India's wholesale price index (WPI)-based inflation rose 0.3% in April from 0.9% a month ago, returning to a positive territory after remaining in deflation for 17 months. However, Nomura feels that owing to rising costs amid still-subdued domestic demand, profit margins could come under pressure.
"Indeed, a breakdown of the WPI into input and output prices shows that the majority of the pick-up was driven by higher input costs (food, fuel and commodities), which accelerated to -0.5% from -2.1% in March. Output price inflation also rose, but marginally to 1.7% from 1.3%, indicating that producers in select segments also passed on higher input costs to consumers," it said in a research note.
According to Religare Capital Markets Ltd the turnaround was on due to a surge in food product inflation (led by sugar) – core WPI stayed in the negative zone, at -0.8%. "Given that the deflation in global commodity prices is moderating, we expect the WPI to continue to edge up – this is positive for a recovery in nominal growth," it added.
WPI food price inflation (primary plus manufactured) rose 5.4% in April from 4.0% in March, while core WPI (WPI manufactured ex-food) deflation eased to -0.8% from -1.1%.
The uptick in April was driven by three factors, food prices, higher global commodity prices and better domestic demand, Nomura says.
1. Food prices sequentially rose sharply led by a pick-up in the prices of pulses (4% m-o-m), vegetables (4.7%) and manufactured food such as sugar (8.4%) and tea and coffee (12.9%). Although fruit and vegetable prices typically rise during the summer months, the pick-up in the case of vegetables was stronger than a year ago, driving up y-o-y food price inflation.
2. Higher global commodity prices pushed up the prices of fuel (aviation turbine fuel, bitumen, petrol), primary non-food articles (oilseeds and fibres) and select manufactured products (basic metals and chemicals).
3. Better domestic demand pushed up the prices of cement, beverages & tobacco and wood products. However, we do not view demand-side pressures as broad-based, as segments such as paper and leather products witnessed sequential price declines.
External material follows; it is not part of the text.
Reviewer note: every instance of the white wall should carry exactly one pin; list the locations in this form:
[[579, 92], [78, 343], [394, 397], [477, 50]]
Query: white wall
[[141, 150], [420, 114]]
According to Religare, the deflationary spell in the Indian economy was largely driven by a sharp fall in global crude oil and metal prices. Ex-crude oil, mineral oils and metals, WPI stood at 2.4% in April 2016 and has remained positive in 15 of the last 18 months. "Given moderating deflation in international commodities, we expect WPI to continue to rise in the near term – positive for nominal GDP growth," the report concluded.